For the matching use case described here, MD5 is more than enough. You are not protecting the hash against an adversary who wants to forge collisions — you are clustering rows that should be the same. The cryptographic weaknesses in MD5 (chosen-prefix collisions, etc.) are irrelevant when the inputs come from your own pipeline. Use SHA-256 if your security team requires it for policy reasons; the analytical answer does not change.

What about privacy law — can I even do this in 2026?

Yes, but with consent. GDPR (EU), CCPA/CPRA (California), and the post-2024 wave of state-level US privacy laws all treat device fingerprinting as identifying processing that needs an opt-in or a clear opt-out path. The practical pattern is a banner that distinguishes "strictly necessary" from "fraud prevention" from "analytics" and lets the user decline the fingerprint while still using the product. Talk to legal before launch — the fines run into the millions for repeat violations.

Can I match the same user across devices using a fingerprint?

No, and that is the point. The fingerprint identifies a device, not a person.
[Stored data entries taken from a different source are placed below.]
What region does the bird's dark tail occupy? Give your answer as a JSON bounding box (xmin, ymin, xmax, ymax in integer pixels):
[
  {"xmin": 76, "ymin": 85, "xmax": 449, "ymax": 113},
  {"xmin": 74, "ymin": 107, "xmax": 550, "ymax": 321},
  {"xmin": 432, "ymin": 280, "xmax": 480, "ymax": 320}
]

Cross-device matching has to go through a stable identifier the user supplies themselves: an email address at signup, a phone number for OTP, a logged-in session token. Fingerprint plus login gives you a device-to-user join; fingerprint alone gives you device-to-device. Treat them as separate dimensions in your model.

Is FingerprintJS worth the subscription or should I build my own?

The hosted vendors (FingerprintJS Pro, ThreatMetrix, Sift) run roughly $30k to $200k a year depending on volume, and they give you a maintained collector, anti-evasion logic against headless Chrome, and a managed identity graph. Building in-house is cheaper in cash but expensive in engineering time — expect 1-2 engineer-quarters to reach feature parity on collection, and ongoing maintenance every time browsers change their APIs. The right call is usually: buy the collector, build the SQL layer yourself.

How do I handle mobile apps where there is no browser fingerprint?

Mobile apps expose a different set of signals: device model, OS version, screen density, locale, carrier, advertising identifier (IDFA/AAID where consent allows), and platform-specific install IDs. The SQL pattern is identical — concatenate, hash, group — but the input columns are different. On iOS post-ATT, you also need a fallback for users who declined tracking, usually a server-generated install ID that survives reinstalls within the same iCloud account.